2002 Anchor Point Saltwater King Fishery
2002 Deep Creek Saltwater King Fishery

Planning Notes

The Kenai Peninsula's Cook Inlet - Kachemak Bay supports a saltwater king salmon troll fishery year 'round...providing you can tough the cold temperatures of winter to get out. Those chinook which are found in our waters from the end of summer to the end of March are referred to as feeder kings, i.e. those fish who have one or more years remaining in saltwater before returning to their home waters to spawn and die. They range from one year old 12"-16" fish to those 3 years or more which can exceed 30 pounds.

These feeders remain in the area even during the spring and summer fishing season when Alaska's mature king salmon begin to return to the dozens of streams which flow into Cook Inlet.
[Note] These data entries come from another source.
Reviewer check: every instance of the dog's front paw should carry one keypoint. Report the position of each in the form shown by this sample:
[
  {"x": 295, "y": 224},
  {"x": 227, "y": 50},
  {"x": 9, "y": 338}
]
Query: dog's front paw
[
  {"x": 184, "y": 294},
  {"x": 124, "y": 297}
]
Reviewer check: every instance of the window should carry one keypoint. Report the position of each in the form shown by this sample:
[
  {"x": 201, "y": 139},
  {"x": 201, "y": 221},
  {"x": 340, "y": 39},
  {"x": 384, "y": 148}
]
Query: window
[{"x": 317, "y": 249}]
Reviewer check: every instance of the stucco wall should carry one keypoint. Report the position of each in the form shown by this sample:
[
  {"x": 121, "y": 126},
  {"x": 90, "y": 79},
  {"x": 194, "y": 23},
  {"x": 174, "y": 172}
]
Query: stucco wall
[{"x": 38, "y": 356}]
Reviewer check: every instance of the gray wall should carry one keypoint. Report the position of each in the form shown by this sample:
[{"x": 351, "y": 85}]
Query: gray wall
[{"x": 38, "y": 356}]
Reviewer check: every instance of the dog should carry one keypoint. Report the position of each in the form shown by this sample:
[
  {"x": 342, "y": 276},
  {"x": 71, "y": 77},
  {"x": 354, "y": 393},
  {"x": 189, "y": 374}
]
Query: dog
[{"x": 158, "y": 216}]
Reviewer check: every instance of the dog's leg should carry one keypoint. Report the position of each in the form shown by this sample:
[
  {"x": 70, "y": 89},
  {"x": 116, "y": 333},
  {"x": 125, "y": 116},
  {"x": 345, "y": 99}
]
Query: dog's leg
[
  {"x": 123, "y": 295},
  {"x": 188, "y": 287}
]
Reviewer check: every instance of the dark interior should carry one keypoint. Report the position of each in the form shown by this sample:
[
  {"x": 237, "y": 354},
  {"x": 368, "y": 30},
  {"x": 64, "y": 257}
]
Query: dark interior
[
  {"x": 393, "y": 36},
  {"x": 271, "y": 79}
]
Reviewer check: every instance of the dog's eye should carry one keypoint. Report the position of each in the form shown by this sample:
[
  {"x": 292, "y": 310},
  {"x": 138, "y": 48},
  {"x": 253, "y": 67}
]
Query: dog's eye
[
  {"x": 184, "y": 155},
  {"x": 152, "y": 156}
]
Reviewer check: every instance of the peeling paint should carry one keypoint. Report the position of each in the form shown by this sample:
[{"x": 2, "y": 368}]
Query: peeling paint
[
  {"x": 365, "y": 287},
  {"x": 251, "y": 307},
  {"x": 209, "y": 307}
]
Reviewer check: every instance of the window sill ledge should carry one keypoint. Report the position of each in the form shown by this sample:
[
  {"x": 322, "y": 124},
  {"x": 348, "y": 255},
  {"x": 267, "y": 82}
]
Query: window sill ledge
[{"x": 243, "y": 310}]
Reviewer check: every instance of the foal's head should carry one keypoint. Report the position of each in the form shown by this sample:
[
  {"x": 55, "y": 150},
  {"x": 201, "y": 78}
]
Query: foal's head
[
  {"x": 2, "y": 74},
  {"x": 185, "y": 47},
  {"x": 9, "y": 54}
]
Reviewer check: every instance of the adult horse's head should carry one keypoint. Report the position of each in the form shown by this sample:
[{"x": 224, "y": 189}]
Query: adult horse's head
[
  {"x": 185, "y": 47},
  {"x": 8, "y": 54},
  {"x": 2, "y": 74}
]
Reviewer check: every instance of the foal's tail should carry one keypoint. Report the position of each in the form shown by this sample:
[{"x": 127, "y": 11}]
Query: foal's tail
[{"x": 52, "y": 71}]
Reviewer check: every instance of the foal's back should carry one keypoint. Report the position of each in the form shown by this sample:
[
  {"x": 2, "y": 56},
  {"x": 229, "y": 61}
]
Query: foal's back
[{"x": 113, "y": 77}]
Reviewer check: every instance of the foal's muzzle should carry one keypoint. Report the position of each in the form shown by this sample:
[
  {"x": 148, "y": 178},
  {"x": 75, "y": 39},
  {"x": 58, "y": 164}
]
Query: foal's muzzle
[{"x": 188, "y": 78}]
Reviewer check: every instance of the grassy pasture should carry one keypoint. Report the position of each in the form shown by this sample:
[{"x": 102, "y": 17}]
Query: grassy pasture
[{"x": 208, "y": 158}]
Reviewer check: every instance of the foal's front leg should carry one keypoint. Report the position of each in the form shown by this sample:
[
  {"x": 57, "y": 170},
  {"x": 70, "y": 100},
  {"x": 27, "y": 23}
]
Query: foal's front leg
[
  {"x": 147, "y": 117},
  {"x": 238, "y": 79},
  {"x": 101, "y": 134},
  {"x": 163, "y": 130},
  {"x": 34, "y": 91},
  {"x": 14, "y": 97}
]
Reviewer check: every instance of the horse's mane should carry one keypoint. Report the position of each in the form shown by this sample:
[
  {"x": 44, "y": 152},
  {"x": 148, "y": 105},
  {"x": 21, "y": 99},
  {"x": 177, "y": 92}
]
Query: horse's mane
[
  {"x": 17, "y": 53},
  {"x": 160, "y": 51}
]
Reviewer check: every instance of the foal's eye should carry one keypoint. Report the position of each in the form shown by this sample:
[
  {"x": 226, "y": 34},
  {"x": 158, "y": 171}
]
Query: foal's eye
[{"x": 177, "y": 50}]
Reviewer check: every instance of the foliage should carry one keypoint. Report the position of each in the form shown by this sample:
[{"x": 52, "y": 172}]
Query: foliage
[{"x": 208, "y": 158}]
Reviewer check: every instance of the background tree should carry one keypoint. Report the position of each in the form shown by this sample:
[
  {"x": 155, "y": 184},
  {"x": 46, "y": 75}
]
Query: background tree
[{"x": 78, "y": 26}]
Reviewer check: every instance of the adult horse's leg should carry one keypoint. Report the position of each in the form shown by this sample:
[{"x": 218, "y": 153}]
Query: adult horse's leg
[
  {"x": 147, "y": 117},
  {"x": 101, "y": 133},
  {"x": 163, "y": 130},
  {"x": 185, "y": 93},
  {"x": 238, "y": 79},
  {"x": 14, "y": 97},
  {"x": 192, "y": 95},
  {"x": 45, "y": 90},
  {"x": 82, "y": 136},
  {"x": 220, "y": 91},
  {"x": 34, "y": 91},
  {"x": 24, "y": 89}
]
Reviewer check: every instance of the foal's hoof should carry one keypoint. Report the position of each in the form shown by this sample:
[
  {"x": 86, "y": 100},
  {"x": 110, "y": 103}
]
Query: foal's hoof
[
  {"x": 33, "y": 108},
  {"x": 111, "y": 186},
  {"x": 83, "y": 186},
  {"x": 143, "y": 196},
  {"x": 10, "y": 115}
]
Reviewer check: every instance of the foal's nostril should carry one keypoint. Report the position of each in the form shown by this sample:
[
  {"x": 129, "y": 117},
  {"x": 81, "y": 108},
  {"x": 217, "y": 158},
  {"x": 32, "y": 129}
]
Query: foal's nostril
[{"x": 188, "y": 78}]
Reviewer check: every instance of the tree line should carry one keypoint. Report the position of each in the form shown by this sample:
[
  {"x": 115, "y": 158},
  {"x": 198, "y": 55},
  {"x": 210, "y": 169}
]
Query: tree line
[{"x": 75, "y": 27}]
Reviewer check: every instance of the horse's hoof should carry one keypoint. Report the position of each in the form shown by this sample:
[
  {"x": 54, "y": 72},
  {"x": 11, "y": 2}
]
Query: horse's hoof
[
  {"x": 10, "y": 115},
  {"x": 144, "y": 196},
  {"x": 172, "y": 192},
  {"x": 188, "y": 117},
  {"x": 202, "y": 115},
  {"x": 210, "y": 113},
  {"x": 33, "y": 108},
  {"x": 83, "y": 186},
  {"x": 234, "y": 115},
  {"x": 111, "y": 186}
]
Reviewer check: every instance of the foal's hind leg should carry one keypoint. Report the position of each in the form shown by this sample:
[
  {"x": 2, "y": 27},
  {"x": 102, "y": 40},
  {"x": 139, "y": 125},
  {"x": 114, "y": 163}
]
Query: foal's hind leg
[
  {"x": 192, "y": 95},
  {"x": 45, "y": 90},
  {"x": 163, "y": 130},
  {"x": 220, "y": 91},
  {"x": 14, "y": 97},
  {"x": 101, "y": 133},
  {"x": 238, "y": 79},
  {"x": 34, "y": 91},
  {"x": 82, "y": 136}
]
One of the historical staging areas and migration routes is along the Kenai Peninsula beaches from Bluff Point just north of Homer all the way up the Inlet to the mouth of the Kenai River. Over the past 30 years, a growing sport fishery has occurred primarily from Anchor Point to Ninilchik River where a great number of kings gather before entering these lower Peninsula streams where they were born. At the same time, kings that are part of the Kasilof/Crooked Creek and Kenai River early king salmon runs also move through this section of coastline, providing even more opportunities for catching a king salmon in saltwater.

As you can see by the charts and their historical data, there isn't a large number of chinook taken compared to what is caught by stream fishermen in the freshwater fisheries of the Anchor River, Deep Creek, Ninilchik River, Kasilof River and Kenai River. But the magic attraction is the opportunity to try for kings for a few hours of trolling before heading out into the middle of Cook Inlet at slack tide to fish for halibut, the primary target species of most saltwater anglers during the summer months.